5 stars because it was easy to make and my very picky eaters liked it. After reading some of the reviews, I substituted the slice of bread with some stuffing (ground into crumbs with food processor) for more flavor. 1 slice of bread = 1/4 cup of crumbs. Also, the first time I made this, the sauce tasted very "vinegary" (my guys did not like it at all!), so the second time I made the sauce a couple of days in advance to let the flavors marry and some of the vinegar evaporate - much better (my picky eaters thought I used a different meatloaf recipe and I wasn't about to fess up). Reducing the amount of vinegar made the sauce taste too "ketchupy." Thank you for sharing!
Best Meatloaf I have ever made. Absolutely rave reviews. I cant imagine anyone saying they did not like it! Oh well, to each his own favourites I guess! For me, this one has been a keeper ever since I discovered it here months ago. Rather than prepare the meatloaf in a family size loaf pan I make 4 or 5 small ones in small glass baking dishes and freeze them and then just pop in oven or micro to reheat when needed. I have also froze the sauce in ice cube trays and then have extra sauce when I pull out one of the little loafs. The frozen sauce melts almost immediately over the hot loaf. Love it.
I've made this several times now, and thought it was time to post my rave review. Best, best meatloaf I've ever made! Even better than my mom used to make, and I loved hers. I followed another's hint and sautee the chopped onions with a large clove of minced garlic before adding to the meat mixture, and add about 1/2 t. worstestershire sauce. I sometimes add a couple Tblsp. of bbq sauce to the sauce mixture, but the sauce is great without it too - I always make extra for those who like it extra "extra saucy"! Scrumptious comfort food.
My husband wanted a meatloaf like his mother use to make (He is 78 years old). This receipt fit the bill. Thank you so much!!!
This recipe had good flavor...but there are a few things I'd change next time. First: Saute the onions prior to mixing into the meat to help soften them and incorporate them in. Second: use less milk...a lot less milk. Third: add a little dry mustard, minced garlic and Worcestershire sauce. Otherwise delicious and we enjoyed it.
I have been trying to find a vintage style meatloaf recipe for years. The search stops here. This is your down home, like grandma used to make meatloaf. Made as is and the only thing I may do differently next time is add some Worceshire sauce. The only reason for that is hubby loves it and put some on two pieces. Please take the advice of another reviewer and make the sauce ahead of time. It is very vinegary when first made but settles down after just a couple of hours in the fridge.
The flavor and ease of preparation are outstanding for this meatloaf, and everyone in my family very much enjoyed it. The only thing keeping me from rating it 5 stars was the fact that it was very liquidy (like others, I had to pour off a cup or more of liquid- and since I used lean ground beef I believe a lot of it was either water or excess liquid from the milk) and didn't have the crusty edge I prefer my meatloaf to have.

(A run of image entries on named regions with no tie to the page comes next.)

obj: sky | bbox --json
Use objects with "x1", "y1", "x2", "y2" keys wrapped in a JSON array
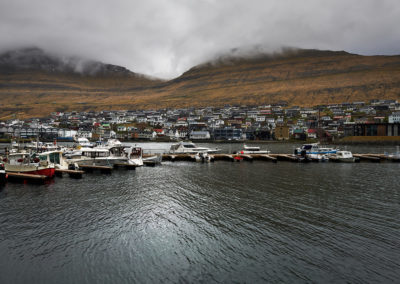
[{"x1": 0, "y1": 0, "x2": 400, "y2": 79}]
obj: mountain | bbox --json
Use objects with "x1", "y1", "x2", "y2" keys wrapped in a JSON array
[{"x1": 0, "y1": 48, "x2": 400, "y2": 118}]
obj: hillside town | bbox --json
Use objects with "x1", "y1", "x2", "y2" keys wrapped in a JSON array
[{"x1": 0, "y1": 100, "x2": 400, "y2": 142}]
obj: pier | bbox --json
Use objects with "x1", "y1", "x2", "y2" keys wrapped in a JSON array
[
  {"x1": 163, "y1": 153, "x2": 400, "y2": 163},
  {"x1": 79, "y1": 165, "x2": 113, "y2": 174},
  {"x1": 56, "y1": 169, "x2": 85, "y2": 178}
]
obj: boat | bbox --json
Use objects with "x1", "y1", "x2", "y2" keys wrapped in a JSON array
[
  {"x1": 295, "y1": 143, "x2": 338, "y2": 155},
  {"x1": 76, "y1": 137, "x2": 94, "y2": 148},
  {"x1": 332, "y1": 151, "x2": 356, "y2": 163},
  {"x1": 194, "y1": 152, "x2": 212, "y2": 163},
  {"x1": 142, "y1": 154, "x2": 162, "y2": 166},
  {"x1": 39, "y1": 150, "x2": 79, "y2": 170},
  {"x1": 0, "y1": 164, "x2": 7, "y2": 186},
  {"x1": 4, "y1": 152, "x2": 55, "y2": 178},
  {"x1": 294, "y1": 143, "x2": 338, "y2": 162},
  {"x1": 25, "y1": 141, "x2": 60, "y2": 152},
  {"x1": 65, "y1": 147, "x2": 143, "y2": 167},
  {"x1": 169, "y1": 141, "x2": 220, "y2": 154},
  {"x1": 239, "y1": 144, "x2": 271, "y2": 155},
  {"x1": 385, "y1": 146, "x2": 400, "y2": 161},
  {"x1": 125, "y1": 147, "x2": 143, "y2": 167}
]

I'll definitely make it again, but will likely use dried breadcrumbs instead of a slice of bread and probably cut the milk to 1/3 cup instead of 1/2. I also made the mistake of cutting my onion too coarsely, which made the meatloaf fall apart a bit. I'll dice them more finely next time as well.
Absolutely loved the sauce. Wouldn't change a thing there.
This was AWESOME!! We used garlic bread crumbs instead of sliced bread.....to die for!! ALso added about a spoonful of honey to the sauce....YUM!! This will be a staple in our menu from now on!!
Wonderful!. I used 1 cup of chicken stuffing mix instead of bread and a 1/4t of worcestershire sauce the second time I made it and my kids loved it.
I'm pretty sure I could have the body of Heidi Klum, money for hair, and the ability to grant three wishes, and my boyfriend would STILL love this meatloaf more.